Iranian state-owned media, meanwhile, reported that Iran’s parliament backed closing the Strait of Hormuz, citing a senior lawmaker. However, the final decision to close the strait lies with Iran’s national security council, according to the report.
An attempt to block the narrow waterway between Iran and Oman could have profound consequences for the global economy. Some 20 million barrels per day of crude oil, or 20% of global consumption, flowed through the strait in 2024, according to the Energy Information Administration.
Oil prices could shoot above $100 per barrel if the strait is closed for a prolonged period, according to Goldman Sachs and consulting firm Rapidan Energy. JPMorgan analysts view the risk of Iran closing Hormuz as low because the U.S. would view such a move as a declaration of war.
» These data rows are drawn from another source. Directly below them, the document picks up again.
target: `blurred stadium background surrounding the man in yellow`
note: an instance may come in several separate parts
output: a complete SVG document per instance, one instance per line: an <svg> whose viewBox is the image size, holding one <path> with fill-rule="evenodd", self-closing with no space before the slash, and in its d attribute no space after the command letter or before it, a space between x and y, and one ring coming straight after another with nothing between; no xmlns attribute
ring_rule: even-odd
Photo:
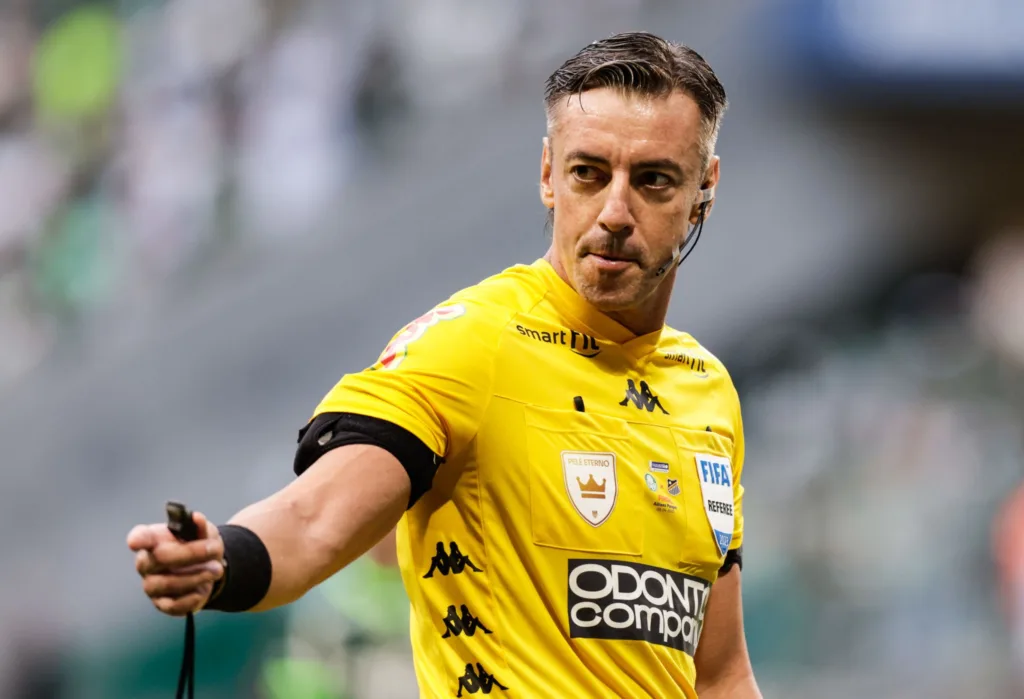
<svg viewBox="0 0 1024 699"><path fill-rule="evenodd" d="M543 254L543 80L631 29L732 103L670 320L744 399L766 696L1021 695L1019 0L4 0L0 696L171 696L128 528L283 485L341 374ZM200 696L414 696L391 563L202 615Z"/></svg>

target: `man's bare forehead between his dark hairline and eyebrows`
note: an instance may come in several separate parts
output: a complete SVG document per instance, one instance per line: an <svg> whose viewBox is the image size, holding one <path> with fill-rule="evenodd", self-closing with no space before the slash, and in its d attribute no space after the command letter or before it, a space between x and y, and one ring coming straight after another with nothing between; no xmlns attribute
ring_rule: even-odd
<svg viewBox="0 0 1024 699"><path fill-rule="evenodd" d="M562 152L585 150L608 160L699 159L700 110L676 90L665 97L588 90L555 104L551 136Z"/></svg>

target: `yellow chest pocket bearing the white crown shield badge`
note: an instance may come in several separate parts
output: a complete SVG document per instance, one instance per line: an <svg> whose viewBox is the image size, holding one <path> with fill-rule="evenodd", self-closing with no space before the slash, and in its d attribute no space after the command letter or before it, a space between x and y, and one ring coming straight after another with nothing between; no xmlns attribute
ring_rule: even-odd
<svg viewBox="0 0 1024 699"><path fill-rule="evenodd" d="M525 407L534 543L640 556L642 494L625 421Z"/></svg>

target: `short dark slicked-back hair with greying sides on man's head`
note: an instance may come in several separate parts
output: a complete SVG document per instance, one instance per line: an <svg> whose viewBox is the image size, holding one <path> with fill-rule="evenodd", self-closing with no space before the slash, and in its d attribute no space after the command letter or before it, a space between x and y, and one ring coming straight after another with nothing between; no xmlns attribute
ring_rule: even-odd
<svg viewBox="0 0 1024 699"><path fill-rule="evenodd" d="M544 93L548 121L560 100L602 87L648 97L666 97L675 90L688 94L700 110L701 158L708 166L728 100L715 71L699 53L646 32L595 41L548 78Z"/></svg>

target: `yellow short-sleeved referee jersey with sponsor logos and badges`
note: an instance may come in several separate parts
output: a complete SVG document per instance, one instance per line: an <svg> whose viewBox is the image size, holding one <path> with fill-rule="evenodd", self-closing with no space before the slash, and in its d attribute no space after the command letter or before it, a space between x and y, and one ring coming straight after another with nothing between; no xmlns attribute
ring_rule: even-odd
<svg viewBox="0 0 1024 699"><path fill-rule="evenodd" d="M422 697L696 697L743 434L693 338L635 336L540 260L407 325L325 412L444 460L398 525Z"/></svg>

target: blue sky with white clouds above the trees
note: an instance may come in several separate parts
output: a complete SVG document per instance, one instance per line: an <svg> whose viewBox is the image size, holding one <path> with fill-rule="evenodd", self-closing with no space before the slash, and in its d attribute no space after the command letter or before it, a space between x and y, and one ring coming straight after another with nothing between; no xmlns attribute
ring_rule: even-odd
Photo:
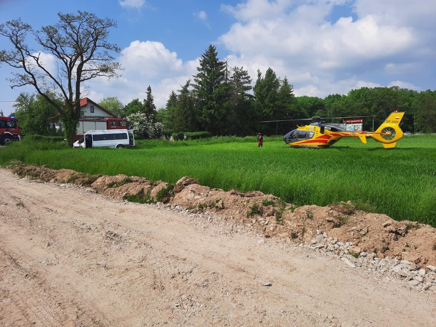
<svg viewBox="0 0 436 327"><path fill-rule="evenodd" d="M59 12L77 10L117 22L108 41L121 48L114 55L123 71L86 83L83 96L97 103L142 101L150 85L156 107L164 107L171 91L197 74L209 45L230 67L247 70L253 86L257 71L265 76L271 68L296 96L324 98L364 86L436 89L434 0L0 0L0 24L21 18L39 30L55 25ZM11 49L0 36L0 50ZM0 65L5 115L21 92L34 93L29 86L11 89L11 72L17 70Z"/></svg>

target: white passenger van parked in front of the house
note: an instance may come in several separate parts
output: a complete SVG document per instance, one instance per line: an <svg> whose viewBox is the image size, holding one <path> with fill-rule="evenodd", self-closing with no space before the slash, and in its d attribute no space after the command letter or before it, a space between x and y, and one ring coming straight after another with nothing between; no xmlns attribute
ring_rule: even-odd
<svg viewBox="0 0 436 327"><path fill-rule="evenodd" d="M131 147L135 146L133 129L89 130L73 147Z"/></svg>

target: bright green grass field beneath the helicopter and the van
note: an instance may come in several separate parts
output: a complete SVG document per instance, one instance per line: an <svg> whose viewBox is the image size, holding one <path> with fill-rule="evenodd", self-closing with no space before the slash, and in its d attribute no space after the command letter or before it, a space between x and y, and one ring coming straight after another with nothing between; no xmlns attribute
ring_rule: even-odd
<svg viewBox="0 0 436 327"><path fill-rule="evenodd" d="M254 137L137 141L132 149L70 149L24 139L0 149L0 164L11 160L170 183L189 176L298 206L351 200L365 211L436 227L436 135L406 136L394 149L345 138L327 149L291 148L281 137L266 137L262 148Z"/></svg>

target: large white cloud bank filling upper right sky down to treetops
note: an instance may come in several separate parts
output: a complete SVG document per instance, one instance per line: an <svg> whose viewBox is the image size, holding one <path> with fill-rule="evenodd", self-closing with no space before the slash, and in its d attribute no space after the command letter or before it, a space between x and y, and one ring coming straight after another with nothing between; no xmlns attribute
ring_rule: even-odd
<svg viewBox="0 0 436 327"><path fill-rule="evenodd" d="M387 86L374 82L376 75L413 74L423 68L422 57L434 55L434 42L423 40L420 24L413 23L434 16L436 3L428 5L431 14L422 15L425 1L357 0L354 18L328 21L334 7L344 4L353 2L247 0L222 6L238 21L219 42L230 51L229 62L244 66L254 80L257 69L265 73L271 67L288 78L297 95L320 97ZM405 17L408 9L412 18ZM433 20L424 25L434 27Z"/></svg>

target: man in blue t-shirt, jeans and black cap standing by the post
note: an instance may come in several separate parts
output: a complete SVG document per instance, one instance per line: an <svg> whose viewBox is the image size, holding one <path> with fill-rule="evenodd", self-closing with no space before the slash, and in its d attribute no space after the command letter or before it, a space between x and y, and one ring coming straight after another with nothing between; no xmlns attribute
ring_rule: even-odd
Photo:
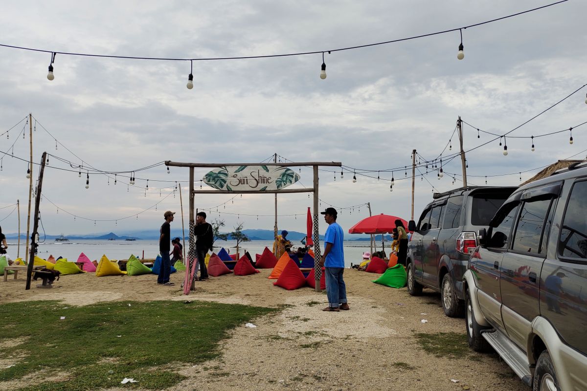
<svg viewBox="0 0 587 391"><path fill-rule="evenodd" d="M325 267L326 295L328 295L328 307L322 311L349 310L346 302L346 285L342 274L345 271L345 253L343 251L344 233L342 227L336 223L338 212L334 208L326 208L324 220L328 223L324 243L324 255L320 261L320 267Z"/></svg>

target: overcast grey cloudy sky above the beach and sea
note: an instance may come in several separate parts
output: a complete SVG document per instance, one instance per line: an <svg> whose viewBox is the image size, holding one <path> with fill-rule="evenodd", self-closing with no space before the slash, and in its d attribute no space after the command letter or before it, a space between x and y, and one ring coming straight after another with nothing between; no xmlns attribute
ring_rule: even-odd
<svg viewBox="0 0 587 391"><path fill-rule="evenodd" d="M68 161L74 171L83 164L104 172L128 172L165 160L256 163L274 153L292 161L340 161L360 172L382 172L369 174L375 178L357 175L356 183L346 170L343 178L340 170L321 172L322 208L326 203L348 207L370 202L373 213L408 220L411 179L403 167L411 165L412 149L421 159L438 157L459 115L474 128L504 134L587 83L587 3L571 0L463 30L464 60L457 60L458 31L330 54L328 50L461 28L546 4L6 2L0 15L4 45L180 59L326 51L328 77L319 78L321 54L195 61L194 89L188 90L188 61L58 54L55 80L49 81L50 53L0 47L0 134L17 124L8 137L0 136L0 151L8 154L0 154L0 208L19 199L26 230L29 135L21 120L32 113L33 161L40 162L43 151L63 159L50 157L43 180L41 213L49 234L158 230L164 210L180 210L175 181L182 186L187 216L188 169L172 167L167 174L164 165L157 165L136 172L134 186L126 185L128 174L117 176L116 185L113 175L91 174L85 189L85 174L78 178L77 172L57 169L72 169ZM586 92L584 87L510 135L545 134L587 121ZM464 127L465 150L492 138L484 133L477 138L474 128ZM467 154L469 184L484 185L488 175L488 185L517 185L518 174L491 175L524 172L573 155L583 159L585 129L587 125L573 130L573 145L569 132L536 138L535 152L525 138L507 139L507 157L499 141L475 149ZM458 146L456 135L451 140L453 149L446 149L445 156ZM393 172L396 185L390 192L390 182L384 179L392 172L384 170L400 167ZM461 185L458 158L443 168L457 174L456 184L449 175L438 181L436 172L418 176L416 218L431 200L432 186L447 191ZM205 172L197 169L196 178ZM522 180L535 172L522 173ZM36 179L38 166L33 174ZM302 168L300 175L302 185L311 186L311 169ZM221 214L212 213L212 219L221 217L228 228L243 222L245 228L272 229L272 195L232 198L197 195L196 206L215 210L220 205ZM141 213L156 203L157 210ZM308 206L311 199L305 193L279 196L279 214L302 214ZM5 233L18 229L16 212L9 215L12 209L0 209ZM65 211L89 220L74 219ZM133 217L123 219L126 216ZM365 206L360 212L344 210L339 223L348 229L365 216ZM175 224L180 223L176 219ZM279 217L279 229L303 231L305 219Z"/></svg>

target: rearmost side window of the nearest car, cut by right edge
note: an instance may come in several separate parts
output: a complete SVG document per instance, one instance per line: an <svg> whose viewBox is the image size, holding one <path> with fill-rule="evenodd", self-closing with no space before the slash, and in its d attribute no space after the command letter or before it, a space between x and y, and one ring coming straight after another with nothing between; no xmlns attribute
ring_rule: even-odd
<svg viewBox="0 0 587 391"><path fill-rule="evenodd" d="M587 181L573 185L562 221L559 254L587 260Z"/></svg>

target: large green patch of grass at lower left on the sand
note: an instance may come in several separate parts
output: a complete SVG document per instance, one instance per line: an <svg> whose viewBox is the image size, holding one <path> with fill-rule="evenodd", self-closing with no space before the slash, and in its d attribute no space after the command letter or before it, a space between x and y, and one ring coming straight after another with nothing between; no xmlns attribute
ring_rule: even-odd
<svg viewBox="0 0 587 391"><path fill-rule="evenodd" d="M2 304L0 324L14 324L14 338L33 338L18 345L23 359L0 369L0 382L46 370L68 373L68 381L39 378L36 385L18 390L106 389L117 387L125 377L139 380L127 387L165 389L185 376L161 370L162 366L214 359L230 329L272 311L198 301L132 302L131 307L125 301L69 308L47 301ZM62 316L66 318L60 320ZM116 362L108 362L113 359Z"/></svg>

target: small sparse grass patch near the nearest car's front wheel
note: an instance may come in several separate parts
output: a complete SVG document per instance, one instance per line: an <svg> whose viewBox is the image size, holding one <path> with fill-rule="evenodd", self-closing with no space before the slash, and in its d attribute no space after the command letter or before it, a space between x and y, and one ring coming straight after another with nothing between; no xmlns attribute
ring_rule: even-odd
<svg viewBox="0 0 587 391"><path fill-rule="evenodd" d="M456 332L417 333L418 344L425 352L435 357L468 358L471 350L467 335Z"/></svg>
Rubio said it would be “economic suicide” for Iran to close the strait because the Islamic Republic’s oil also passes through the waterway. Iran is the third-largest oil producer in OPEC, pumping 3.3 million barrels per day. It exports at least 1.6 million bpd, with nearly 80% sold to China, according to the EIA.
The U.S. retains options to deal with Iran trying to close strait, the U.S. secretary of state said.
“It would hurt other countries’ economies a lot worse than ours,” Rubio said. “It would be, I think, a massive escalation that would merit a response, not just by us, but from others.”
The U.S. Fifth Fleet is stationed in Bahrain and tasked with protecting maritime trade in the Persian Gulf. Oil market participants generally believe the U.S. Navy would swiftly vanquish any attempt by Iran to block the Strait of Hormuz. But some analysts warn that the market is underestimating the risk.
“They could disrupt, in our view, shipping through Hormuz by a lot longer than the market thinks,” said Bob McNally, founder of Rapidan Energy and former energy advisor to President George W. Bush.
Shipping could be interrupted for weeks or months, McNally said, rather than the oil market’s view that the U.S. Navy would resolve the situation in hours or days.
The U.S. would ultimately prevail but “it would not be a cakewalk,” McNally told CNBC.